As for the Con itself, I find myself going to less and less presentations and drinking more and more. Let’s face it, at the end of the day, I go there to manage my gang of Hacker Jeopardy gurus and maybe take off some of Kitty’s clothes. Covert Channel, made up of Stef, Darren and Jon can win the competition hands down on any given year…except of course, when they rig it for Poulsen’s team to win. Rig you say? Well, the previous year, I’ve been told a score keeping error prevented us from winning. This year, not only were we (and another top gun team) not called up to play, but what the hell was with the questions? Those were pussy-ass, non technical questions.
Now for all the love you can eat…. Buffets - the one saving grace that consistently satisfies. Pimping is hard work, and nothing fuels the fire better than mountains of crab legs, shrimp and prime fucking rib! Damn those were good. Of course, being a high rolling (and losing) motherfucker gets a pimp and his homeboys some comps. So, props this year goes to Caesars’s Palace. Not only do comps let you cut in front of a line of 400 people, but it gets you endless champagne during your stay. We watched the breakfast buffet turn into a lunch buffet before it was all over.

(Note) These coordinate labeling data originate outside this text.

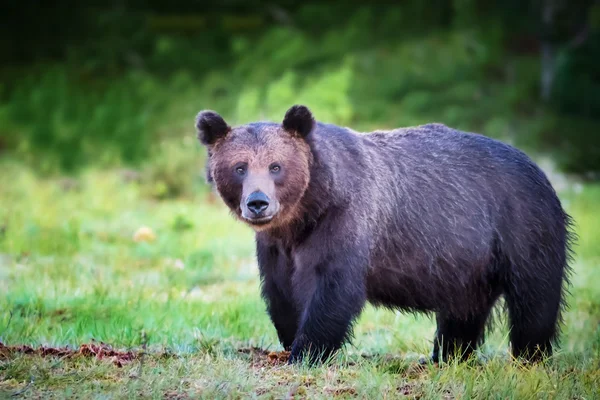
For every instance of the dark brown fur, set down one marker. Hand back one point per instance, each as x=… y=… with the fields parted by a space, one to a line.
x=425 y=219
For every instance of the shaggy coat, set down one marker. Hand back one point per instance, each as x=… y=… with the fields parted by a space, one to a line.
x=422 y=219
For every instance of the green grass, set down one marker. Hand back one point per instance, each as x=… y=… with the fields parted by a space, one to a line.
x=70 y=273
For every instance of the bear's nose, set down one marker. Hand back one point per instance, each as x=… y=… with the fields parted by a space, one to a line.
x=257 y=202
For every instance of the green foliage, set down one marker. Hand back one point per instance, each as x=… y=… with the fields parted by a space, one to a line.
x=113 y=100
x=70 y=272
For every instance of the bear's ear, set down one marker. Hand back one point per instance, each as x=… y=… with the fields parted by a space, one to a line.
x=211 y=127
x=298 y=119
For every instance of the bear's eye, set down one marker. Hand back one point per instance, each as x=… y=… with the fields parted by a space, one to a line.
x=240 y=169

Four years now…will I go back for a 5th consecutive? In a heartbeat and twice on Sunday. Let’s face it, HOPE has been declining with each passing year. Sure, there are a few regional Cons, Cuervo Con to name one, that are a good time. However, it’s Defcon that really gets the freaks to crawl out of the woodwork and let loose a bit. So for all my bitching and moaning, I’ll be back next year.